笹川:山田さんは“存在感を出す”という意味で、意識されていたことはありますか?
山田:「ちゃんと相手の期待値を確認する」ですね。成果を出すことって、実は相手の求めているものをきちんと捉えて、それを少し超えるアウトプットを出せるかどうかだと思うんです。だから、依頼を受けたら「こういう成果物で合っていますか?」と早い段階からすり合わせるようにしています。
笹川:それって本当に大事ですよね。勝手な想像で動いても、ずれたら評価にはつながりませんもんね。

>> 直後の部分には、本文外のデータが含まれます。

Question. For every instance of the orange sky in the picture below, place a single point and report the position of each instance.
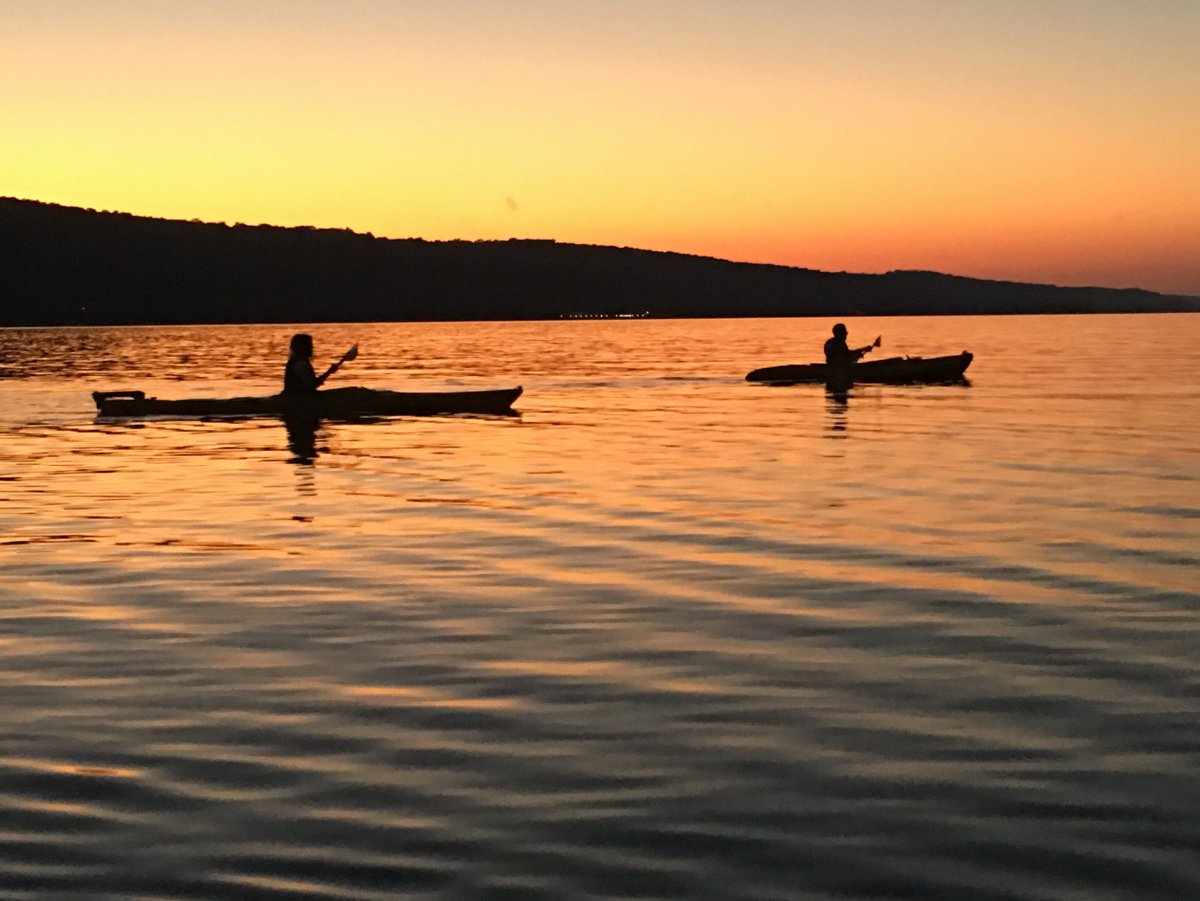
(1038, 140)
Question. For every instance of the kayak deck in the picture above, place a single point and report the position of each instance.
(322, 404)
(894, 370)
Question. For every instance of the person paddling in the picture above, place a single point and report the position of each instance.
(838, 352)
(299, 377)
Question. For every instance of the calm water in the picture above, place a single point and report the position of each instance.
(665, 635)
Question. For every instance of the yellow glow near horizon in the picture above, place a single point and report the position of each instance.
(1033, 143)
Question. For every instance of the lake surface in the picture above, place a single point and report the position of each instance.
(666, 634)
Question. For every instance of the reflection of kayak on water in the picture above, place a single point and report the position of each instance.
(325, 403)
(895, 370)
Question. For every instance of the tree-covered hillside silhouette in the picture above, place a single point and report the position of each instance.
(67, 265)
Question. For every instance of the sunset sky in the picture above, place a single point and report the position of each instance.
(1053, 140)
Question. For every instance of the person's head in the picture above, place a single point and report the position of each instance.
(301, 346)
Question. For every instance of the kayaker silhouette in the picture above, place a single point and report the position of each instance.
(299, 377)
(839, 353)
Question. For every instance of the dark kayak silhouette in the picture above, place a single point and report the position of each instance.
(325, 403)
(894, 370)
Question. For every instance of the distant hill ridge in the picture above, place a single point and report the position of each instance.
(64, 265)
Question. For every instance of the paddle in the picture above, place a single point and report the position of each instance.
(869, 348)
(346, 358)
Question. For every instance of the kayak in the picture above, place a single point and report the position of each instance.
(894, 370)
(323, 404)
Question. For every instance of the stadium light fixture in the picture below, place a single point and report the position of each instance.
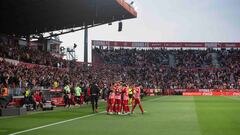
(120, 25)
(75, 46)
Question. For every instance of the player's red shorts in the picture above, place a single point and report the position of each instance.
(125, 102)
(118, 101)
(137, 101)
(111, 101)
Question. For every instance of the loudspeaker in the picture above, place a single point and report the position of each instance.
(119, 26)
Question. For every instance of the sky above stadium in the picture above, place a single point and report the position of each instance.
(170, 20)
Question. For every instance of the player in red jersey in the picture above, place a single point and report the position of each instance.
(111, 101)
(136, 95)
(118, 102)
(125, 106)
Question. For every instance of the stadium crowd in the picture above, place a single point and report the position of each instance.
(33, 56)
(193, 69)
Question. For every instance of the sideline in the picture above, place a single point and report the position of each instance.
(57, 123)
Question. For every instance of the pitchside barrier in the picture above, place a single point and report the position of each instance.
(193, 92)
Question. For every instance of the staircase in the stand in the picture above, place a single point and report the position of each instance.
(97, 58)
(172, 60)
(215, 60)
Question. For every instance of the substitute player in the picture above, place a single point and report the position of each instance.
(137, 96)
(118, 102)
(110, 101)
(125, 106)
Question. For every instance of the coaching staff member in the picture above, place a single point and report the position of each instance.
(94, 92)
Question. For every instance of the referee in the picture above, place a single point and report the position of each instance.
(94, 92)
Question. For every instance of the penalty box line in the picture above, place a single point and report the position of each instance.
(56, 123)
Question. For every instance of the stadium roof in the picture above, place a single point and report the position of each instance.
(24, 17)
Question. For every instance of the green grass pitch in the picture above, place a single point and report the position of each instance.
(170, 115)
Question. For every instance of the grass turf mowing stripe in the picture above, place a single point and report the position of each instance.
(218, 115)
(61, 122)
(166, 116)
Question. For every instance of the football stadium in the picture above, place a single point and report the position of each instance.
(134, 84)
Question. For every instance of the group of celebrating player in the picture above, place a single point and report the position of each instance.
(119, 96)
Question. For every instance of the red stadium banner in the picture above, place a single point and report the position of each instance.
(211, 94)
(166, 44)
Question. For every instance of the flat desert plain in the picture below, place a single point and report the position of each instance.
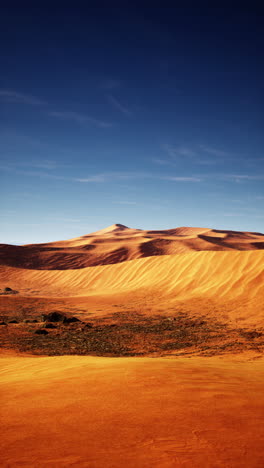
(133, 348)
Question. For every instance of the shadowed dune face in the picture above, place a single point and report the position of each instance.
(201, 269)
(119, 243)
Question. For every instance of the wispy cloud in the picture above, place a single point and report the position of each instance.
(214, 151)
(185, 152)
(79, 118)
(124, 203)
(243, 177)
(174, 151)
(106, 177)
(115, 103)
(19, 98)
(182, 179)
(15, 97)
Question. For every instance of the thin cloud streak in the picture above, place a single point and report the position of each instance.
(214, 151)
(102, 177)
(19, 98)
(115, 103)
(182, 179)
(79, 118)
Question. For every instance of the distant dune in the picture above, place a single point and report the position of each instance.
(195, 267)
(118, 243)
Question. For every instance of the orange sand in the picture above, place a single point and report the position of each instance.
(133, 412)
(136, 412)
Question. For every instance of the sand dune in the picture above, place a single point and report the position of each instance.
(117, 243)
(182, 265)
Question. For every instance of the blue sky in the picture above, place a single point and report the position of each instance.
(149, 117)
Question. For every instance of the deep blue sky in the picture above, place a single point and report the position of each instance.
(149, 117)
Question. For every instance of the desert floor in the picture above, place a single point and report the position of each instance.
(165, 367)
(134, 412)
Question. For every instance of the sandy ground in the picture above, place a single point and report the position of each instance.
(84, 411)
(133, 412)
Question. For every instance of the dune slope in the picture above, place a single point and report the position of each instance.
(117, 243)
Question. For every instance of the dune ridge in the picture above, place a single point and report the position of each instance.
(225, 274)
(118, 243)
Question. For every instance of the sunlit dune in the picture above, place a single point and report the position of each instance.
(118, 243)
(191, 292)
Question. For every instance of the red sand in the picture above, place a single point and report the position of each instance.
(133, 412)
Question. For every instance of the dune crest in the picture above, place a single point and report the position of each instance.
(118, 243)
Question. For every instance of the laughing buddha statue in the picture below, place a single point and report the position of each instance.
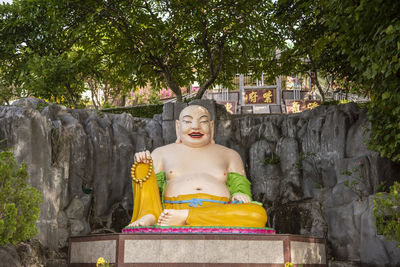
(199, 182)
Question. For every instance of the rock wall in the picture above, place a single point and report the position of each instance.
(298, 165)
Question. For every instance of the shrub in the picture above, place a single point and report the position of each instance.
(19, 202)
(387, 213)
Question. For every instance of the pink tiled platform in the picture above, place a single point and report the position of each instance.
(157, 249)
(198, 230)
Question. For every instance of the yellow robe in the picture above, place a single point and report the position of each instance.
(209, 213)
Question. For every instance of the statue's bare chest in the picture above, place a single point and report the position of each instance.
(183, 162)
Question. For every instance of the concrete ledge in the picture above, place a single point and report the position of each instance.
(197, 250)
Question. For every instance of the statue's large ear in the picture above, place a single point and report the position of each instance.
(178, 130)
(212, 132)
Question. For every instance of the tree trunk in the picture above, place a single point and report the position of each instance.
(314, 78)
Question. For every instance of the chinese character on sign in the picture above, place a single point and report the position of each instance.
(267, 97)
(295, 107)
(253, 97)
(228, 107)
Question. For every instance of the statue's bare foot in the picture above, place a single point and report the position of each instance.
(146, 220)
(173, 217)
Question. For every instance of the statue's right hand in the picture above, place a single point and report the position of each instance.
(143, 157)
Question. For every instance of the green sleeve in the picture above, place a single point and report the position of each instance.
(161, 181)
(238, 183)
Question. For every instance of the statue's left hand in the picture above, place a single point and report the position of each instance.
(143, 157)
(241, 197)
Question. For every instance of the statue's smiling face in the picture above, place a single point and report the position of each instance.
(194, 128)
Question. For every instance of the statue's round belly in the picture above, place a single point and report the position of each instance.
(196, 184)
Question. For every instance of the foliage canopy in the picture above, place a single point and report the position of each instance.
(19, 202)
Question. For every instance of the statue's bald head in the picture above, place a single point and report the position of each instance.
(195, 128)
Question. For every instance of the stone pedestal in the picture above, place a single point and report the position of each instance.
(197, 250)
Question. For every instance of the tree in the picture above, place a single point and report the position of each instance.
(309, 43)
(366, 35)
(358, 44)
(19, 202)
(162, 43)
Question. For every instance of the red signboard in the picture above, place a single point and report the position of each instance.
(230, 106)
(295, 106)
(259, 96)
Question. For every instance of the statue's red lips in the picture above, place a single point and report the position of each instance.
(196, 135)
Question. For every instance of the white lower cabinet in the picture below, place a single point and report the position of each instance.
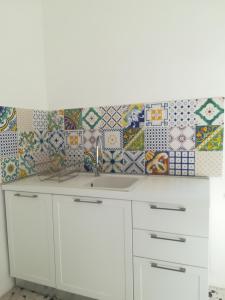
(30, 237)
(93, 247)
(158, 280)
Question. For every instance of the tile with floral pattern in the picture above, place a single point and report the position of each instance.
(133, 139)
(56, 141)
(134, 116)
(112, 139)
(156, 114)
(91, 118)
(24, 119)
(73, 119)
(209, 138)
(112, 161)
(112, 116)
(8, 143)
(26, 165)
(40, 120)
(156, 163)
(90, 138)
(27, 141)
(210, 111)
(89, 161)
(41, 141)
(8, 121)
(56, 120)
(134, 162)
(10, 168)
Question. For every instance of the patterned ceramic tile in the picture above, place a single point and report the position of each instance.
(10, 168)
(41, 141)
(26, 165)
(112, 161)
(8, 144)
(91, 118)
(208, 163)
(156, 114)
(73, 119)
(156, 138)
(182, 163)
(112, 139)
(55, 120)
(182, 138)
(134, 116)
(56, 141)
(182, 113)
(26, 141)
(75, 159)
(209, 138)
(40, 120)
(8, 120)
(134, 162)
(210, 111)
(74, 139)
(24, 119)
(89, 161)
(112, 117)
(133, 139)
(156, 163)
(90, 137)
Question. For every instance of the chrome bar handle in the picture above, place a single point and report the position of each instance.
(155, 236)
(88, 201)
(25, 196)
(181, 208)
(157, 266)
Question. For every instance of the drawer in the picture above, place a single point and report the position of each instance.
(189, 219)
(170, 247)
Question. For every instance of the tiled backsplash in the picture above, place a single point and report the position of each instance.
(181, 138)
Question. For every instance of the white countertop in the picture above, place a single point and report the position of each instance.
(148, 188)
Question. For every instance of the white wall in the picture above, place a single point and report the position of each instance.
(22, 64)
(122, 51)
(5, 282)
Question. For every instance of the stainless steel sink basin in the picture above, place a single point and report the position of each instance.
(121, 183)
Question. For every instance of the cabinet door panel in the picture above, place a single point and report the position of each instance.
(157, 280)
(94, 247)
(30, 237)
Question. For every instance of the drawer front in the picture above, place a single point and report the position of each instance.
(157, 280)
(174, 218)
(169, 247)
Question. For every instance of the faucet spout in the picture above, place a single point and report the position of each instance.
(98, 150)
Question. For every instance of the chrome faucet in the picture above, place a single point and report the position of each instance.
(98, 147)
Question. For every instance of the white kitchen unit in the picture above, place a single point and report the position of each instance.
(93, 244)
(94, 252)
(30, 237)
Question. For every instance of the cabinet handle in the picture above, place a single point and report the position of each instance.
(155, 236)
(26, 196)
(88, 201)
(153, 206)
(181, 270)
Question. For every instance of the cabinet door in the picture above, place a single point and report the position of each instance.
(30, 237)
(93, 247)
(157, 280)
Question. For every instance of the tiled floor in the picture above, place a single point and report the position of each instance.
(23, 294)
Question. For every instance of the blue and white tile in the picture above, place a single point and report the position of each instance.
(8, 144)
(182, 163)
(134, 162)
(112, 139)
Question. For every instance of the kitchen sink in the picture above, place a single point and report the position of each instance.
(113, 183)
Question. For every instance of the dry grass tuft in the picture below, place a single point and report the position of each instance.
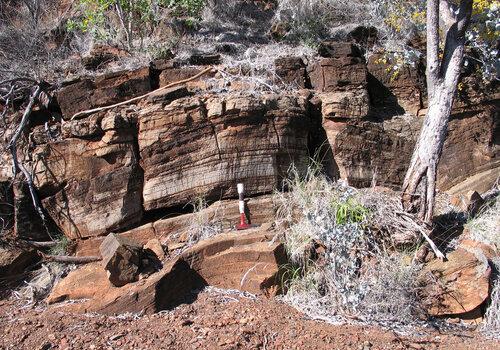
(355, 273)
(204, 224)
(485, 227)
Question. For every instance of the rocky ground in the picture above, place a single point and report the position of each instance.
(216, 319)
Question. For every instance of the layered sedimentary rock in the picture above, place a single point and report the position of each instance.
(246, 261)
(369, 153)
(380, 152)
(196, 147)
(458, 285)
(90, 176)
(173, 232)
(86, 93)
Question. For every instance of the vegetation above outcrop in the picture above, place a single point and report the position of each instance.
(135, 120)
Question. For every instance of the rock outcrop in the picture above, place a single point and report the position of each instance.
(86, 93)
(246, 261)
(90, 177)
(459, 285)
(195, 147)
(13, 261)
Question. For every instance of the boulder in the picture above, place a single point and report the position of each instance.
(87, 282)
(122, 259)
(246, 261)
(470, 203)
(86, 93)
(196, 147)
(458, 285)
(155, 246)
(13, 261)
(172, 232)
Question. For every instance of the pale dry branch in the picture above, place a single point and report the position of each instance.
(70, 259)
(105, 108)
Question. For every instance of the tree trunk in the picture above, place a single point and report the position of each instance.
(419, 186)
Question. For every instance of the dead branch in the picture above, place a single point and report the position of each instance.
(69, 259)
(25, 118)
(180, 82)
(19, 165)
(410, 219)
(39, 244)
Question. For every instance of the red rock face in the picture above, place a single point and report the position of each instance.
(100, 173)
(204, 147)
(245, 261)
(90, 179)
(401, 90)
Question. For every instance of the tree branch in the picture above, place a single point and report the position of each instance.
(70, 259)
(432, 45)
(99, 109)
(454, 45)
(447, 11)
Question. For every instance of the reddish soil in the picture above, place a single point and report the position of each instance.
(213, 321)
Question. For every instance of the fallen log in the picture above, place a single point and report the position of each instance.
(100, 109)
(65, 259)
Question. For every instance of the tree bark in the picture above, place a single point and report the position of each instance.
(419, 185)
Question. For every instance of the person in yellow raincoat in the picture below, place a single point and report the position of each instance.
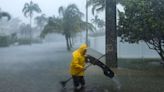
(77, 66)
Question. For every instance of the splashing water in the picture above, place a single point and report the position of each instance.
(115, 79)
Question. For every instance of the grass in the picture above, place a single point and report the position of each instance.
(135, 75)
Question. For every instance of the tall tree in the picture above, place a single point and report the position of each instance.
(41, 21)
(143, 20)
(69, 23)
(98, 22)
(111, 34)
(4, 14)
(28, 10)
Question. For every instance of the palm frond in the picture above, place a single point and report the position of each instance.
(5, 14)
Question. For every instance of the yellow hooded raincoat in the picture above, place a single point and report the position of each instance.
(78, 61)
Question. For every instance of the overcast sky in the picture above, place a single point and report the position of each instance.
(48, 7)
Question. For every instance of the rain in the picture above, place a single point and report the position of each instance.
(38, 39)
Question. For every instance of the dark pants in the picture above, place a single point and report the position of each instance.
(78, 80)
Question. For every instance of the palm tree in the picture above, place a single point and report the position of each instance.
(28, 10)
(111, 34)
(69, 23)
(98, 22)
(41, 21)
(98, 5)
(4, 14)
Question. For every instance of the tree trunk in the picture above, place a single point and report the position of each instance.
(70, 43)
(111, 34)
(30, 29)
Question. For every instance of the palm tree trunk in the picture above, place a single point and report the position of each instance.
(30, 29)
(111, 34)
(70, 42)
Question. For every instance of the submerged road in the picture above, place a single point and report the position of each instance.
(35, 68)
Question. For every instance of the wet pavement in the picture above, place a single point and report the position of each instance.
(38, 68)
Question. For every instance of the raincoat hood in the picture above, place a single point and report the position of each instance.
(82, 48)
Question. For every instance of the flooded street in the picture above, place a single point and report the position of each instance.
(35, 68)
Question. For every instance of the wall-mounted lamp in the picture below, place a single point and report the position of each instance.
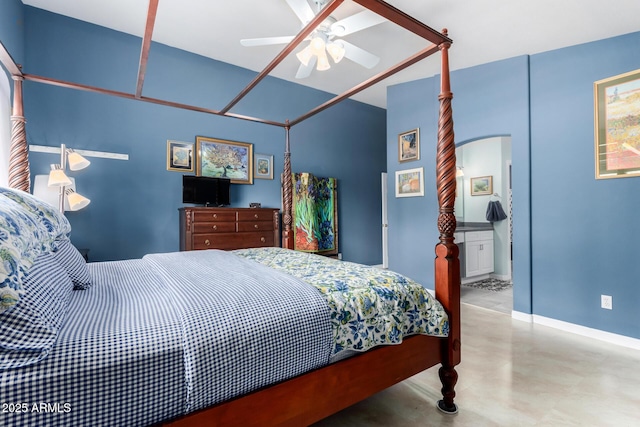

山田:そうなんです。無駄な仕事も減るし、相手との信頼も深まるんですよね。
“辞めない選択”がくれた気づきと広がり

笹川:ここからは、「一社にいながら、どのようにキャリアの広がりを得ていくのか」に焦点を当てていきたいと思います。山里さん、たしかこれまでに「辞める」と会社に伝えた経験があるとか…?
山里:はい、実は2回ほどあります(笑)。1回目は1年目の終わり。仕事のサイクルが一通り見えて、「この先もこの繰り返しなのかな」と思ってしまって。一度、別の業界に転職しようと考えて内定もいただいたんですが、最終的に辞退して会社に戻ることにしました。
笹川:戻ることを選ばれた理由はなんだったんですか?
山里:「3ヶ月や半年で終わるプロジェクトじゃ、自分はまたすぐに満足してしまうな」と思ったんです。住宅営業は長いスパンでお客様と向き合い、1年かけて家をつくる。その“時間をかけて磨いていくプロセス”にやっぱり惹かれて戻りました。
笹川:なるほど。自分が本当に求める仕事のスタイルに気づけたんですね。
山里:そうですね。2回目は結婚した時です。夢だった“専業主婦で庭にバラを育てる生活”に一度は憧れて(笑)。でも、いざ仕事を数週間休んでみたら、無意識にアルバイトでもいいからと求人を検索している自分がいて。「あ、私働きたいんだ」と気づいたんです。
笹川:その発見、めちゃくちゃリアルですね!
山里:はい。結局、「辞める」って行動してみたからこそ、逆に「やっぱり働きたい」という気持ちに正直になれたんです。そこからは、この会社でプロとしてやり切ってみようって決めました。
転職だけじゃない、社内で可能性を広げる方法

笹川:ではここからは、「転職せずに社内でどう可能性を広げていくか」について深掘りしていきたいと思います。山田さん、長く一社で働くことの良さってどこにあると感じますか?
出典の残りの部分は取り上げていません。